| 09 February, 2017

Supply growth in Dubai hotels pushes profits down 7%

Image used for illustrative purpose. A view of a room in the world's first Armani Hotel in Burj Khalifa in Dubai April 27, 2010.

Image used for illustrative purpose. A view of a room in the world's first Armani Hotel in Burj Khalifa in Dubai April 27, 2010.

REUTERS/Mosab Omar

Thursday, Feb 09, 2017

Dubai: Significant additions to hotel supply in Dubai in 2016 coupled with slower demand pushed hotels’ profits down 6.8 per cent year-on-year, even as hoteliers managed to reduce their costs.

According to the latest report by hotels data provider HotStats, Dubai hoteliers worked hard to claw back profit levels in the second quarter of 2016 by reducing costs, with savings in labour (of 1.7 per cent) and overheads (of 2.8 per cent).

In the first half of the year, hotels in Dubai succumbed to the pressure of additional supply, during which period profit per room fell by 13.2 per cent. This was primarily due to declining levels of revenues per available room — falling 11.3 per cent.

By the fourth quarter of the year, however, hotels in Dubai started to claw back profits through cost reductions.

“Hoteliers in Dubai have faced a number of issues, which have negatively impacted top and bottom line performance in 2016, including significant additions to hotel supply, which included major projects, such as the 1,004-bedroom Westin Al Habtoor City and 828-bedroom Atana Tecom, as well as a migration to three-star hotel products and economic challenges led by the drop in oil prices,” the report stated.

While oil prices have been showing signs of relative recovery in the past few months, analysts expect further challenges for the tourism sector in 2017 on the back of strength in the US dollar (to which the UAE dirham is pegged).

Stable occupancy

Christopher Hewett, associate director at TRI Consulting, said he expected the currency’s strength to have an impact on the spending power of tourists, especially given that a lot of the UAE’s source markets are non-dollar economies.

“I think what you’ll see in 2017, in Dubai in particular, is occupancy levels will remain somewhat stable.
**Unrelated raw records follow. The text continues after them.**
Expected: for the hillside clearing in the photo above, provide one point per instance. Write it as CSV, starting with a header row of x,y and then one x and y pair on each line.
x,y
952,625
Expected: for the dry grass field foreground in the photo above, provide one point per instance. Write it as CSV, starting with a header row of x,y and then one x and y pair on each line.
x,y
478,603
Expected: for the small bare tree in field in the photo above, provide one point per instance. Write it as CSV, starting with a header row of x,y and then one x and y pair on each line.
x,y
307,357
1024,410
But I think what we’ll likely see is average room rates continue to decline probably by six to seven per cent next year, and a lot of that will be driven by the stronger dollar,” he said.
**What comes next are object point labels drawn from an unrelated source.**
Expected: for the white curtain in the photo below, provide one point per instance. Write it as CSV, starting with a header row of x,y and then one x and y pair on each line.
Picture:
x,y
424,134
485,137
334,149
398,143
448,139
Other analysts also said that while guest arrivals to the UAE may continue to grow, tourist spending may drop, meaning visitors will eye more affordable accommodation, dining, and retail brands during their visit.
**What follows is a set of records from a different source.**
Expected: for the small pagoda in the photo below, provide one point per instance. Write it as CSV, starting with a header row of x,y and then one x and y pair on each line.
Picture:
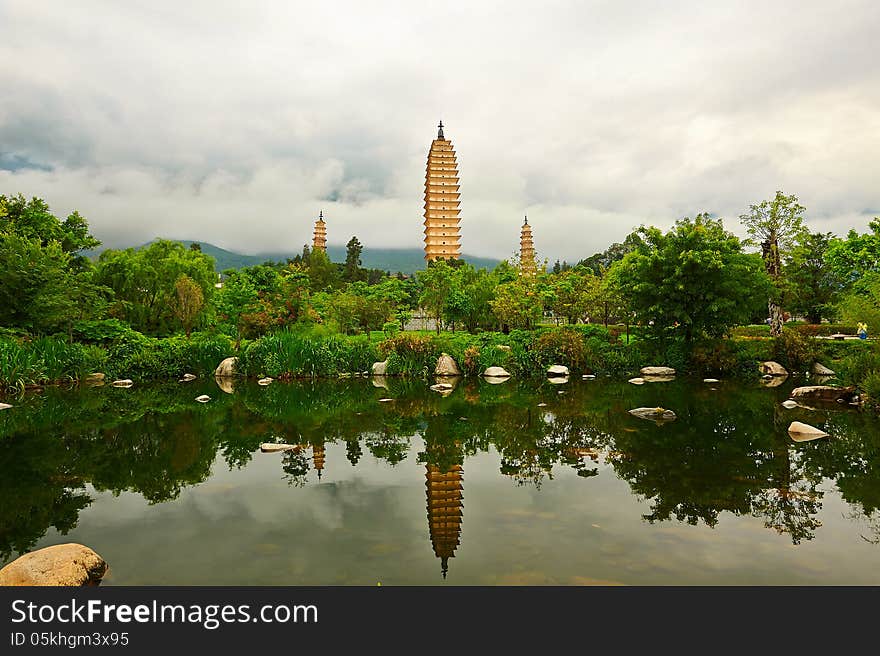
x,y
444,491
527,249
442,238
319,241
Elsewhere in the GCC (Gulf Cooperation Council), hotels in Doha saw even stronger declines in performance indicators, with profit per room falling 23 per cent in 2016, representing a second consecutive year of significant profit declines for properties in the Qatari capital, according to the HotStats report.

Despite reducing labour and overhead costs on a per available room basis, the drop in revenue “far exceeded any cost savings”, and profit per room plummeted during the year, which was further to the 8.4 per cent decline in profit per room in Doha in 2015.